BBC Mundo ha parlato con i membri di diverse organizzazioni sociali che operano a Barajas. Hanno preferito non rivelare i loro nomi né quelli delle loro organizzazioni. Mantengono un basso profilo dopo mesi di polemiche e copertura mediatica che, a loro dire, hanno solo danneggiato chi passa la notte in aeroporto. "La questione è diventata politicizzata e chi viene danneggiato è il più vulnerabile, quello che dorme per terra", osserva un volontario.
Proprio per questo, dormendo sul freddo pavimento dell'aeroporto e facendo lunghe passeggiate spingendo un passeggino, Miguel soffre di forti dolori alla schiena da alcune settimane. Il suo medico gli ha consigliato di dormire su "qualcosa di morbido" e ha comprato un materasso gonfiabile.
"Ha influito sui miei risparmi, ma ora dormo meglio", mi dice mentre si sistema per dormire.
Sono le 23:00 e il corridoio è silenzioso. Alcuni controllano il telefono, ma la maggior parte dorme con una maglietta in testa per non essere disturbata dalle luci.

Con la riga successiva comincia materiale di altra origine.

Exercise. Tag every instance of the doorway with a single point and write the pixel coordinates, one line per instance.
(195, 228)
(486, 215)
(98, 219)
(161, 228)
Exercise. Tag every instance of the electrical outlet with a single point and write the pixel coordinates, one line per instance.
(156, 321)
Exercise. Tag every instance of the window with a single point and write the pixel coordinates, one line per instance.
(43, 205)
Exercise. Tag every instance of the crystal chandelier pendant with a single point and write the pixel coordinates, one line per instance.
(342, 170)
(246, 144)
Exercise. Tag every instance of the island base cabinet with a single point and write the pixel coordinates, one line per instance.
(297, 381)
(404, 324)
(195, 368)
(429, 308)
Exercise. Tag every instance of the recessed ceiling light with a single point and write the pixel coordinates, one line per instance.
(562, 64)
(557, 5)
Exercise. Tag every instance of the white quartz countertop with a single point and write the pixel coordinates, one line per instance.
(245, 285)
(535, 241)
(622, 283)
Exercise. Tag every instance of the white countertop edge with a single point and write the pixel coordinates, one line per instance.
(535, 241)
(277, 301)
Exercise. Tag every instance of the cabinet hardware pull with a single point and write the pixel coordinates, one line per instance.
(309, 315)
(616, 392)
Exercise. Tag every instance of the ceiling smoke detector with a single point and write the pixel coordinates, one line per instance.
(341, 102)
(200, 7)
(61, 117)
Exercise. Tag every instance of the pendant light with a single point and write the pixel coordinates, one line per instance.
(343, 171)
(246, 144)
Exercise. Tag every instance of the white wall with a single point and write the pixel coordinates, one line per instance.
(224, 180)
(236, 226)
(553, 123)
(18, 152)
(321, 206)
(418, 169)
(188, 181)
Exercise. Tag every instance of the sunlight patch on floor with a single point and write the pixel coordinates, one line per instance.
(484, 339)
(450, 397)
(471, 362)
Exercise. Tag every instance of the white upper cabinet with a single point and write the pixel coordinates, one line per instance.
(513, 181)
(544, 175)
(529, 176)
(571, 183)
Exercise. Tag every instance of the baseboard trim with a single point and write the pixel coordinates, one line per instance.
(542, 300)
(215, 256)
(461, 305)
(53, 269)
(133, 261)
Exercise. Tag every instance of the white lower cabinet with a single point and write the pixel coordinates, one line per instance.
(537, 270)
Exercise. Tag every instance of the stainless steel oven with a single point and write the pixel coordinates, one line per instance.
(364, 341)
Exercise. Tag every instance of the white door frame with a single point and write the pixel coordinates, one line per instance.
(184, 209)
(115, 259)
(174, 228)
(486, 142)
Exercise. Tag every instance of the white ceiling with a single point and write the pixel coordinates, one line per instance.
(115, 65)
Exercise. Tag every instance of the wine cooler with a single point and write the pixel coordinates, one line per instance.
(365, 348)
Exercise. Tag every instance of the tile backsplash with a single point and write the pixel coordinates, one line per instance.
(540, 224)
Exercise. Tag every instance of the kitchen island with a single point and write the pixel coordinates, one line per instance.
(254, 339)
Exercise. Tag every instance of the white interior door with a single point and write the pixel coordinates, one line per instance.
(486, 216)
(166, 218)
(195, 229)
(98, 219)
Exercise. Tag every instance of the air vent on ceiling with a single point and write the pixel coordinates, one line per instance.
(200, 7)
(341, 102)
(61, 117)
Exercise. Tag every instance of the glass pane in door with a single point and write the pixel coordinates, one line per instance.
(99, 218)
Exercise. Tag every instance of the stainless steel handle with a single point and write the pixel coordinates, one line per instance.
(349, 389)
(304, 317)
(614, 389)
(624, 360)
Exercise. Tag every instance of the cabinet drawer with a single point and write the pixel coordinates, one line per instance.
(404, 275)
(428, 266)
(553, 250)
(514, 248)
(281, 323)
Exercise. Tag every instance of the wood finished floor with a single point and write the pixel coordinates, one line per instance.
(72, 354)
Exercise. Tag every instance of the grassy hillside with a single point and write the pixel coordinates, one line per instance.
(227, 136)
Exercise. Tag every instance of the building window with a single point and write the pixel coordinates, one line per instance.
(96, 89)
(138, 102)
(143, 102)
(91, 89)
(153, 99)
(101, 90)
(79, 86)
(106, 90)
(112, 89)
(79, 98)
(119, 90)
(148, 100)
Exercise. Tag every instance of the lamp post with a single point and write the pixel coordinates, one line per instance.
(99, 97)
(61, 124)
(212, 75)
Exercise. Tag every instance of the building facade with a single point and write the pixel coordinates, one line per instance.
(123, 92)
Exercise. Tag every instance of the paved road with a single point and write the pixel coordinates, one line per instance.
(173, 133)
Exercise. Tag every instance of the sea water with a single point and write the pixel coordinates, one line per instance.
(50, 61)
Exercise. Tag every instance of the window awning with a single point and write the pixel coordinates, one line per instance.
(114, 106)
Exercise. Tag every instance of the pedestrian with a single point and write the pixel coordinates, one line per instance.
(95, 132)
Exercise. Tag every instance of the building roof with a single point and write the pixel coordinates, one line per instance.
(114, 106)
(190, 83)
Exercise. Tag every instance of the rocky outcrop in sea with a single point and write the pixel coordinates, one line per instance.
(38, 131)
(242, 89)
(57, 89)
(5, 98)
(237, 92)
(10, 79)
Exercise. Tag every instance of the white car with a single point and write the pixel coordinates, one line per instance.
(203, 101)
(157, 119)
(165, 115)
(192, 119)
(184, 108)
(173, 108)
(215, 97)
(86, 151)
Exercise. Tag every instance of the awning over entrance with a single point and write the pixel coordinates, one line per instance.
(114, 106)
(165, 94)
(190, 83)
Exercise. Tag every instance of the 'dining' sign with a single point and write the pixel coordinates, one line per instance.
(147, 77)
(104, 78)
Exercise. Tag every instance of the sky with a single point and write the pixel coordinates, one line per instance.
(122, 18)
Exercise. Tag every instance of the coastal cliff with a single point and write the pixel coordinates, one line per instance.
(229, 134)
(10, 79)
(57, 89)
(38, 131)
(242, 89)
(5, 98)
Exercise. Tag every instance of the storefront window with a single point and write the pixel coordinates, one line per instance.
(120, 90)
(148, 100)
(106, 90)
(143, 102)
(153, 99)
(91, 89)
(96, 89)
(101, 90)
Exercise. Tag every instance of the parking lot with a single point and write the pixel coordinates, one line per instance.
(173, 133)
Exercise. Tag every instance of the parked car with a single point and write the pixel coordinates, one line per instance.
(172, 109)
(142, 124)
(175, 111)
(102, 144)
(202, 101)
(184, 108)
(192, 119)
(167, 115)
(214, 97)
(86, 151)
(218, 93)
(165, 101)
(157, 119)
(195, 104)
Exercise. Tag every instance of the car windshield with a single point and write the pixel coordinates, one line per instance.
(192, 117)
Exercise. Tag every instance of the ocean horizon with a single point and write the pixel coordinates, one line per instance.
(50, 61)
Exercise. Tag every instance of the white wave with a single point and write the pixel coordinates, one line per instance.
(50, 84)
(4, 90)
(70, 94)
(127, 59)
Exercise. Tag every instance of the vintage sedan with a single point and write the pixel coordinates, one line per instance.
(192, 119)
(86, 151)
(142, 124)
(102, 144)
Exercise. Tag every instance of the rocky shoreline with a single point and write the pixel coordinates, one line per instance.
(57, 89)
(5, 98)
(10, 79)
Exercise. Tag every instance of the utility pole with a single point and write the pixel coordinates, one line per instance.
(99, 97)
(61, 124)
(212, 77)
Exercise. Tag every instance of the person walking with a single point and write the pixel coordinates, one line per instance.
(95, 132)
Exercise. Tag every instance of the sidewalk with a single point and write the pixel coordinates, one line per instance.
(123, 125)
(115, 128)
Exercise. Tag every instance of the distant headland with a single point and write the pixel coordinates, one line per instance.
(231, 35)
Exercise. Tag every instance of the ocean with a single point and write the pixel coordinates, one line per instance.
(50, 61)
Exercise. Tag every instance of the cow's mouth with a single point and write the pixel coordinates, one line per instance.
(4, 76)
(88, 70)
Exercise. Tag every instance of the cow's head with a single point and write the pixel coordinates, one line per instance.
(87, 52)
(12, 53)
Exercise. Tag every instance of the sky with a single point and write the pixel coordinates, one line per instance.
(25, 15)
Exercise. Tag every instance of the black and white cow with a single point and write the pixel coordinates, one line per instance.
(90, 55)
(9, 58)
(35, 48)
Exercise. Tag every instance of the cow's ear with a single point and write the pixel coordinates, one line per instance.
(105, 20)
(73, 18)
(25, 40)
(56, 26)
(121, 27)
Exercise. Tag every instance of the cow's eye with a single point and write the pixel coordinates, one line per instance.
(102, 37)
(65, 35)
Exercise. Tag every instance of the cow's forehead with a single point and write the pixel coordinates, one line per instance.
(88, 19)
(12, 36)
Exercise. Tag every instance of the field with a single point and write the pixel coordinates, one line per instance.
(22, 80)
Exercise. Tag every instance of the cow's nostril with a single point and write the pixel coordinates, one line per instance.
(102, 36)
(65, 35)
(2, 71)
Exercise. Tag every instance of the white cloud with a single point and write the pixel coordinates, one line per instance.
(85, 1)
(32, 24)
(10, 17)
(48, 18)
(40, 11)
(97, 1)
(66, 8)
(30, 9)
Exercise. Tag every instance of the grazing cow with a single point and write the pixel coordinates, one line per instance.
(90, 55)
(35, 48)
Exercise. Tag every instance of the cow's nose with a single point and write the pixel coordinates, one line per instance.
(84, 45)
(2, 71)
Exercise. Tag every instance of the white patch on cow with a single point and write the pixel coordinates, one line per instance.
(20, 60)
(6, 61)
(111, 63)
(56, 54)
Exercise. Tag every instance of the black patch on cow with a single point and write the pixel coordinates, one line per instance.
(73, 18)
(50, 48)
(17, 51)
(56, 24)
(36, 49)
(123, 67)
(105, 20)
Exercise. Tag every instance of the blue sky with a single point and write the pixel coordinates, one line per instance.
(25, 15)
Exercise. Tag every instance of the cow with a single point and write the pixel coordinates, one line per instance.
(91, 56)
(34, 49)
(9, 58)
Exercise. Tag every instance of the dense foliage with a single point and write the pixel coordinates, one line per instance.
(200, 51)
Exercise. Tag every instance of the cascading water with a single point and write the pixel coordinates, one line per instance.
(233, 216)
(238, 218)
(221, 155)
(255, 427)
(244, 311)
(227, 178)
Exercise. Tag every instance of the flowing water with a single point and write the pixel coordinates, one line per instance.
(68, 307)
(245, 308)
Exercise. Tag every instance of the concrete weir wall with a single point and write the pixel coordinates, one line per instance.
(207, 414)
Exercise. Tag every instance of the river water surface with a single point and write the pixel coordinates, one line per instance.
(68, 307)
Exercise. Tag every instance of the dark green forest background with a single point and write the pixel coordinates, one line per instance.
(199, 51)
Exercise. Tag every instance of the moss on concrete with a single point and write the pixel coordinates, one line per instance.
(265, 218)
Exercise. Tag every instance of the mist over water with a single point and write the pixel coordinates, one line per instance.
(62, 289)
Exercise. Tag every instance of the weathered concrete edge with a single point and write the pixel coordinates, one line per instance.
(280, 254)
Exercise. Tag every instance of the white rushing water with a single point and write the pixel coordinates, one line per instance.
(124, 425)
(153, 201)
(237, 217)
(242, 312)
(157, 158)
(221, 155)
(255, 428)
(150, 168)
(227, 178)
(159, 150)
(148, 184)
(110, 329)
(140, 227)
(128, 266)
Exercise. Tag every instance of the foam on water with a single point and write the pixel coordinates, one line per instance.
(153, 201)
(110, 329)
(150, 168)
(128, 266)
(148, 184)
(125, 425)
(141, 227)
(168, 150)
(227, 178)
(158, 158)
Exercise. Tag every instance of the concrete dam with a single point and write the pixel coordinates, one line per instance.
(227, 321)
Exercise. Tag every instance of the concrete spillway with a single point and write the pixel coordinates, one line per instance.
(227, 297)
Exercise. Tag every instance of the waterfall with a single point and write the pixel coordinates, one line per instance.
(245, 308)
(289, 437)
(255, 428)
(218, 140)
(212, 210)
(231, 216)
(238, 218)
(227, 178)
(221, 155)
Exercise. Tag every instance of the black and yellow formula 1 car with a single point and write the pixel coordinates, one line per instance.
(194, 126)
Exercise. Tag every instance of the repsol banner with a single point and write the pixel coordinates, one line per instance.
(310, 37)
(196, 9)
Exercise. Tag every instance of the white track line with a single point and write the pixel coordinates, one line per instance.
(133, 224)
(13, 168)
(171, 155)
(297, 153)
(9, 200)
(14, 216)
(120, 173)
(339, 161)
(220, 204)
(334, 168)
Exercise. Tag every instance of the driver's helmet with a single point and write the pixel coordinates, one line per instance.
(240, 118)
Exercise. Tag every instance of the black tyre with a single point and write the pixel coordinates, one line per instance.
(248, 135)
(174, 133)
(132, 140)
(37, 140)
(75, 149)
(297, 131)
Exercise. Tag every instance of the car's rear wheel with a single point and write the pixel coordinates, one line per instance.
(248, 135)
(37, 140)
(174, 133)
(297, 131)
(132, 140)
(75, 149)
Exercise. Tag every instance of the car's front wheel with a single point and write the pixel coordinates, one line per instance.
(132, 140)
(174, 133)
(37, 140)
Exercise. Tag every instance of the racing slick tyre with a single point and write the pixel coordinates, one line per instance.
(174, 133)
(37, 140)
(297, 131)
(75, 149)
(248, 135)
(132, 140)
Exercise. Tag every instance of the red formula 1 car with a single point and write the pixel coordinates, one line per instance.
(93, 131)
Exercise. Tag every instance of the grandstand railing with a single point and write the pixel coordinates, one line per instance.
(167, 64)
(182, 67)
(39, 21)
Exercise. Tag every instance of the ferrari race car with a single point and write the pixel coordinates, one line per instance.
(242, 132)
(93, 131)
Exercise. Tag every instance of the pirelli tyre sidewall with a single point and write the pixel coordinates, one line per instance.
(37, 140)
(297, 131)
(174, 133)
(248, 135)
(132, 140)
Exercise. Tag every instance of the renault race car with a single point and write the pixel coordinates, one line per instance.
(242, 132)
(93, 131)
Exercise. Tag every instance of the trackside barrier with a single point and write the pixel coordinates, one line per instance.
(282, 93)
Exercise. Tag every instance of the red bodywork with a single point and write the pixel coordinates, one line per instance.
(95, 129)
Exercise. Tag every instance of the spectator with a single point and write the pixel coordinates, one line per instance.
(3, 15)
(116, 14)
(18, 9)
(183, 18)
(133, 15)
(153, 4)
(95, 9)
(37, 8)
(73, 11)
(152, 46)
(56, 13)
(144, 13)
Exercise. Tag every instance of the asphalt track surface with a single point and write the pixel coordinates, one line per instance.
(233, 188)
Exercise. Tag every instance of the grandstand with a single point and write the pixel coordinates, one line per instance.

"È stato molto difficile abituarmi a dormire con la luce accesa", racconta Nicolás, anche lui di nome fittizio.
È arrivato dal Perù nove mesi fa e da allora dorme in aeroporto. "Lavoro nell'edilizia quando posso. Vado nelle zone dove si riuniscono i muratori la mattina e, se mi accettano, lavoro quel giorno. Poi torno qui a dormire. Con quello che mi pagano, non posso permettermi di affittare una stanza."
Mentre sto uscendo, una guardia di sicurezza all'ingresso dell'aeroporto si avvicina a me. Mi dice che molti media sono passati di lì e mi fa una richiesta:
"Vi chiedo solo di trattare queste persone con umanità. Ci sono persone che non l'hanno fatto. E loro, non dimentichiamolo, sono persone."